Department of Chemistry, University of Michigan, 930 N. University Ave., Ann Arbor, Michigan 48109, USA.
LI-COR Biosciences, 4647 Superior St., Lincoln, Nebraska 68504, USA.
J Chromatogr A. 2022 Aug 30;1679:463389. doi: 10.1016/j.chroma.2022.463389. Epub 2022 Jul 30.
Traditional Western blots are commonly used to separate and assay proteins; however, they have limitations including a long, cumbersome process and large sample requirements. Here, we describe a system for Western blotting where capillary gel electrophoresis is used to separate sodium dodecyl sulfate-protein complexes. The capillary outlet is threaded into a piezoelectric inkjetting head that deposits the separated proteins in a quasi-continuous stream of <100 pL droplets onto a moving membrane. Through separations at 400 V/cm and protein capture on a membrane moving at 2 mm/min, we are able to detect actin with a limit of detection at 8 pM, or an estimated 5 fg injected. Separation and membrane capture of sample containing 10 proteins ranging in molecular weights from 11 - 250 kDa was achieved in 15 min. The system was demonstrated with Western blots for actin, β-tubulin, ERK1/2, and STAT3 in human A431 epidermoid carcinoma cell lysate.
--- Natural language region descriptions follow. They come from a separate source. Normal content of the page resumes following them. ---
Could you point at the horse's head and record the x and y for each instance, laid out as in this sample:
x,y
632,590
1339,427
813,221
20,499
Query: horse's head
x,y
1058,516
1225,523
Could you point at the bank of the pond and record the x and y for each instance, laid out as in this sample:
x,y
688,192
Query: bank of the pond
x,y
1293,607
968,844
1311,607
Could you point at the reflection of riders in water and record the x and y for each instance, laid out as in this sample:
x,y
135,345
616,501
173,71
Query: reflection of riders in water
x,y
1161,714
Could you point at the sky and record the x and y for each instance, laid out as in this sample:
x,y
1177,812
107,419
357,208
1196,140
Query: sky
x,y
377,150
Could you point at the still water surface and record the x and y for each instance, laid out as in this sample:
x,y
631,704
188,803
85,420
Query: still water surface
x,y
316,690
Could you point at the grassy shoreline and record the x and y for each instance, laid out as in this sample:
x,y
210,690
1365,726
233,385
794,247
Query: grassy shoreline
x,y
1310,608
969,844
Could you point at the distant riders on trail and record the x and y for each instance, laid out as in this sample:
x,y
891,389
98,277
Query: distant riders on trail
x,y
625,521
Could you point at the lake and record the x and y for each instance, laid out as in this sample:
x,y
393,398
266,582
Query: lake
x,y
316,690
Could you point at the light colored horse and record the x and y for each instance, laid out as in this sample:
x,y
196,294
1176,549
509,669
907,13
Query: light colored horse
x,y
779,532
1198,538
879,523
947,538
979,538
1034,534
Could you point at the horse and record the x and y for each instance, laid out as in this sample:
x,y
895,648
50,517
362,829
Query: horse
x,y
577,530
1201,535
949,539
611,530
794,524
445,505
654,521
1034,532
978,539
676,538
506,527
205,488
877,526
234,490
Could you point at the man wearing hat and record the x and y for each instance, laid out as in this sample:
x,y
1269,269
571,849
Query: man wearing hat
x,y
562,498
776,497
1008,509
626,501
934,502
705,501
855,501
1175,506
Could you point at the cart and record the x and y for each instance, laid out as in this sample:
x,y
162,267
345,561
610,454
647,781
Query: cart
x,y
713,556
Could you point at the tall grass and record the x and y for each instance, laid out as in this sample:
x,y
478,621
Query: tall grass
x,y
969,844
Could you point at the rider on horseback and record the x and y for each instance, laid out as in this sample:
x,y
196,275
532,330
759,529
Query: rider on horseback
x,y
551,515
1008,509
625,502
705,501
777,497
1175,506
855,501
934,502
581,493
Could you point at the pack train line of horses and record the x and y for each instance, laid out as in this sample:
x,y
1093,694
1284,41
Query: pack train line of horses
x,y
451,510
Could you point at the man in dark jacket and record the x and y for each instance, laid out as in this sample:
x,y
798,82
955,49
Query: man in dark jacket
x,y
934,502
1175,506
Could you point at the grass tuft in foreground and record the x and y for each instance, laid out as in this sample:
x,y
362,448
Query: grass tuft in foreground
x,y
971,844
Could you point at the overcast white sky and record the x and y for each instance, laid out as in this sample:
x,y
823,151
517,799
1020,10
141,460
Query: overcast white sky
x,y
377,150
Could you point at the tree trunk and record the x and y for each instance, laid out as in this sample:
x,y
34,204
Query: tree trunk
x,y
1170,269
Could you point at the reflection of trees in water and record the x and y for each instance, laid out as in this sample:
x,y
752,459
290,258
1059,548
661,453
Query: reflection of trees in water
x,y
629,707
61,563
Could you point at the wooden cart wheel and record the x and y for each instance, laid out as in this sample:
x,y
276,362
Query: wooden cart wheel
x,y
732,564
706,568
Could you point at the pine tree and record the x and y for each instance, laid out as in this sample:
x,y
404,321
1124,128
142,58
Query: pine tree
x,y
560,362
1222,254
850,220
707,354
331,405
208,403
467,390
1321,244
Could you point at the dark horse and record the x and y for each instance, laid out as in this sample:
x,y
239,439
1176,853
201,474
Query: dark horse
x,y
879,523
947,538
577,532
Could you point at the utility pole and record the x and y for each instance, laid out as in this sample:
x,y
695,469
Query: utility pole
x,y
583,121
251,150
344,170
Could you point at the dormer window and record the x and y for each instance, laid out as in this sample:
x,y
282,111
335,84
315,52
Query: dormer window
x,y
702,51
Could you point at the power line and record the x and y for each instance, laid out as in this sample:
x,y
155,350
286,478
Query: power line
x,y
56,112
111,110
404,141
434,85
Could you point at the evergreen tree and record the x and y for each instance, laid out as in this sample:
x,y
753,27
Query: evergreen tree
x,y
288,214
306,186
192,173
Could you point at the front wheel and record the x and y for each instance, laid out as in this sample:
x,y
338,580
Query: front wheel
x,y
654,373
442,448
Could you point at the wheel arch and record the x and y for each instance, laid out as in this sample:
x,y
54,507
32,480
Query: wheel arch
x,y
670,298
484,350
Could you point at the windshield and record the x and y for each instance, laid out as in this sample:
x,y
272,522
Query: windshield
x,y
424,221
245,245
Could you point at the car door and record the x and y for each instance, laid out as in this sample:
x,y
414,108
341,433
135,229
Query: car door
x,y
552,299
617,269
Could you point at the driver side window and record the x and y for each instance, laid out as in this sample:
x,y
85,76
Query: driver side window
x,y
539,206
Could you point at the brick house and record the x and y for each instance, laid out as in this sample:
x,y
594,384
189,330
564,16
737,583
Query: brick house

传统的 Western blot 常用于分离和检测蛋白质;然而,它们存在一些局限性,包括冗长而繁琐的过程和大量的样品需求。在这里,我们描述了一种 Western blot 系统,其中毛细管凝胶电泳用于分离十二烷基硫酸钠-蛋白质复合物。毛细管出口被插入到压电喷墨打印头中,将分离的蛋白质以 100 pL 以下的近乎连续的液滴流沉积到移动的膜上。通过在 400 V/cm 下进行分离,以及以 2 mm/min 的速度移动的膜上的蛋白质捕获,我们能够以 8 pM 的检测限检测肌动蛋白,或估计注入的 5 fg。在 15 分钟内实现了 10 种分子量为 11-250 kDa 的蛋白质的分离和膜捕获。该系统通过人 A431 表皮样癌细胞裂解物中的肌动蛋白、β-微管蛋白、ERK1/2 和 STAT3 的 Western blot 进行了演示。